Discovered as an unoccupied office, in a state of extreme overgrowth and disrepair, and with a series of increasingly insensitive and utilitarian additions, when Jake Moulson was invited to begin work on the D2 Townhouse in 2013, it was in urgent need of attention. Invited to restore the building to a single family home, Jake Moulson’s aim was to revive and amplify its original spirit, applying contemporary experimentation, daring and ingenuity, reigniting its spatial drama and making it an oasis in Dublin’s city centre.
Proposing D2 Townhouse as a nucleus for fantastical departure, JM’s approach has been holistic and itinerant. Looking to each corner and detail, and to all the building’s possible atmospheres, every aspect of it, both physical and historical, has been brought into rhythmic interplay.

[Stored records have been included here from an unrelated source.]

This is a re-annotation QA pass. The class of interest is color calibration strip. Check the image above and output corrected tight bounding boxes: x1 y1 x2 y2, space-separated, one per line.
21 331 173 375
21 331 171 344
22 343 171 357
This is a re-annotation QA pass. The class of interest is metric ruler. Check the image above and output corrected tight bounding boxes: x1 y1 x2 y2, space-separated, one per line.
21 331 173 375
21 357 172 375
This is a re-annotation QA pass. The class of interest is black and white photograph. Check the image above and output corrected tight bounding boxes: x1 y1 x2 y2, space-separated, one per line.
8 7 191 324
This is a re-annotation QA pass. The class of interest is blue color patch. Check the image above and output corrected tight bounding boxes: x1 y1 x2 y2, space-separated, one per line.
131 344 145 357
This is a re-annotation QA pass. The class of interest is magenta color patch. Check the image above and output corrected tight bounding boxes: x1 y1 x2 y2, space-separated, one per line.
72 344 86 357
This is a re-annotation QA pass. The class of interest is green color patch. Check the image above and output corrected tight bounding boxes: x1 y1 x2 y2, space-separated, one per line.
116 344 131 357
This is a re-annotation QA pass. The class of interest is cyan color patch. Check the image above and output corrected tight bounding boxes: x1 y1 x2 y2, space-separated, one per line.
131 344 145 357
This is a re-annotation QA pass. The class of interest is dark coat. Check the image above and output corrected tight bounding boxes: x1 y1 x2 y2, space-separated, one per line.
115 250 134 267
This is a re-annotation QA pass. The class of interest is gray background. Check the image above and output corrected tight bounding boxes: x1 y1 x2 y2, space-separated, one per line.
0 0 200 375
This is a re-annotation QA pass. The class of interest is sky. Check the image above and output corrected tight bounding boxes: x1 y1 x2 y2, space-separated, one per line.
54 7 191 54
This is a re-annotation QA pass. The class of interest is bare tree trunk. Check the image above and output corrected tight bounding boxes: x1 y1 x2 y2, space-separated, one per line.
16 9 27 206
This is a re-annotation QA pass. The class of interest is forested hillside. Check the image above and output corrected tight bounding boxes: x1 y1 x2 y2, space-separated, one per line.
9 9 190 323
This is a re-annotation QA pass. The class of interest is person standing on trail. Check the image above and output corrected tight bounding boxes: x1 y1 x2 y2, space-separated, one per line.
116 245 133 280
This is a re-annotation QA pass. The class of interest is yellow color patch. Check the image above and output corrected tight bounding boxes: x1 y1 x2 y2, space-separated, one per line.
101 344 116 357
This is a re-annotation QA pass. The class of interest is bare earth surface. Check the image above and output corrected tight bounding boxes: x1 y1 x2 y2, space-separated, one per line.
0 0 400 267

Riffs are initiated between imagined pasts and projected futures, leading to gradations and non-sequiturs of materials, tones and technologies. Augmentation of the building’s existing, astonishing light, through interventions that allow it to flow between micro-spaces, makes each window, room and door a directional layer, opening onto the next.

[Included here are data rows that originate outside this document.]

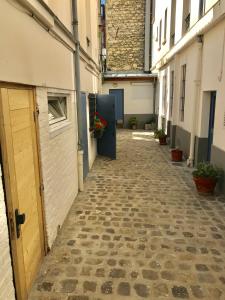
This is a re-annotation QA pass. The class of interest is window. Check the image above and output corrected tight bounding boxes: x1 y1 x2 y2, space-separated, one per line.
163 9 167 44
48 96 67 125
170 71 174 117
162 74 167 116
199 0 205 18
88 94 96 131
158 20 162 50
180 65 186 122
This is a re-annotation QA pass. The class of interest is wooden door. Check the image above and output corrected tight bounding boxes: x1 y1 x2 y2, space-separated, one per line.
0 88 44 300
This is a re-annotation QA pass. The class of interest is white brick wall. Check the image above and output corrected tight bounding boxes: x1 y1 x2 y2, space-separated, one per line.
36 88 78 247
0 169 15 300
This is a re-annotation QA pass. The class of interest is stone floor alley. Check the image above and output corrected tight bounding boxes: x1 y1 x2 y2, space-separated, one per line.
29 130 225 300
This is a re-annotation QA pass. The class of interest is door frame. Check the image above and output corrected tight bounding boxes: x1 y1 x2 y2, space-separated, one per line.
109 89 124 126
0 82 48 300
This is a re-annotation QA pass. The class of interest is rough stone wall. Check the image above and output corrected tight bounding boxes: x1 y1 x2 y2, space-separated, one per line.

An accumulation of deep, inhabitable bays, viewing platforms, light-boxes, light-capturing devices and reflective surfaces frame the sky and redistribute it into the house. The building’s formal front melts into the garden and rear. Its grand, imposing entrance retreats to a softer, lined connection to the roof. Scorched timber corridor gives way to cantilevered and patterned iron-clad toilet, brass pantry, godless chapel for the family’s art collection, and a geological, sci-fi kitchen.

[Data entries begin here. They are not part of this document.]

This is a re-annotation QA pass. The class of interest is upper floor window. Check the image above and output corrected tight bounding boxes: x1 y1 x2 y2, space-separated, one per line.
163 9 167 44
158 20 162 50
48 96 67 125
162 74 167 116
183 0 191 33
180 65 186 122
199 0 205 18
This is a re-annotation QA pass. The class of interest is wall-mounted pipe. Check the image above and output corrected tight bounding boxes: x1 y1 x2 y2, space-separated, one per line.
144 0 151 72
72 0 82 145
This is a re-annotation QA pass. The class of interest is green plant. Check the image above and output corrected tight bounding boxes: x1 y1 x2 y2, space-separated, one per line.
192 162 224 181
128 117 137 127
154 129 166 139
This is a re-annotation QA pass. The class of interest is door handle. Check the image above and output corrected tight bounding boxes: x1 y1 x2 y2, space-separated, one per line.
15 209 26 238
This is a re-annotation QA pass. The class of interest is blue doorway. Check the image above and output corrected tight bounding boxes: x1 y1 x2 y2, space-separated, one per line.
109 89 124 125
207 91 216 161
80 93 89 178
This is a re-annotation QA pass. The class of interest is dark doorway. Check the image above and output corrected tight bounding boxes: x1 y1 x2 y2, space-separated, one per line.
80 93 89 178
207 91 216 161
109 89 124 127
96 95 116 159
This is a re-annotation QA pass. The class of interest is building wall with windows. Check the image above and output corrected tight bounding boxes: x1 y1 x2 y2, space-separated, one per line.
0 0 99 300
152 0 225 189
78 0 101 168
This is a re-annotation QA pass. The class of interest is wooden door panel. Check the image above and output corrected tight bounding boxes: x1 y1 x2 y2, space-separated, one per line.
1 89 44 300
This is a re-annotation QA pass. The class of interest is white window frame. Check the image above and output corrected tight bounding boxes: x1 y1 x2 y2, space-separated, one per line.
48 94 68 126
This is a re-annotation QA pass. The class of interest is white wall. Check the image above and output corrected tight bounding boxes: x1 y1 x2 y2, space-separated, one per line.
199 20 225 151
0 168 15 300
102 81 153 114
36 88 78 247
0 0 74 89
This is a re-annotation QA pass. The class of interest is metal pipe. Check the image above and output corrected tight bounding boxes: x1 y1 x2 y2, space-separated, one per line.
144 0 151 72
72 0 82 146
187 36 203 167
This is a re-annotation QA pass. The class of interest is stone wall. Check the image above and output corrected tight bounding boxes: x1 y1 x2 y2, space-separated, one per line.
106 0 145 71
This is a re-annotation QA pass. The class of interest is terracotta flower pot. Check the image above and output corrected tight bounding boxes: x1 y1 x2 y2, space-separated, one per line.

Every one of JM’s interventions is bespoke. The cuts/removals, the additions, linings and the furniture are all part of JM’s architectural vision. The design includes a unique cast-iron cladding system, digitally prototyped with a repeating and changeable pattern, a bespoke laser-etched Adamesque steel floor, a kitchen curtain in thermo-formed Corian, an onyx-lit under-stairs toilet, wild whiplashes of colour, idiosyncratic inserted joinery and mirrors dissecting views and sharpening light.
Simultaneously, conservation best practice has been applied to every aspect, including using breathable materials, lime renders and custom solutions such as pressure-differential ventilation voids to the lower ground floor to draw away moisture.
In the Coach House, custom frameless glazing has been added along the eaves over the rafters, alongside a glass floor to take light down to reimagined and re-purposed stalls whilst incorporating bat cavities, to protect and fortify local ecologies.
Channelling the D2 Townhouse’s Georgian inheritance, with its formality and flamboyance, JM wanted to reinvigorate an imagined life, give the house back its body, to re-dress it sharply against the aged grit and grain of its surfaces, and to love where it had been neglected.
An uncompromising project, where the utmost consideration, craft and innovation were poured into each minute and macro detail, every successive glimpse and angle offers a departure. The result is a disorientating and seductive compression-piece – of temporalities, palettes and aesthetics, mixing dialogues between art, architecture, design, science and fictions, from the intimate to the flamboyant, and from the restrained to the spectacular.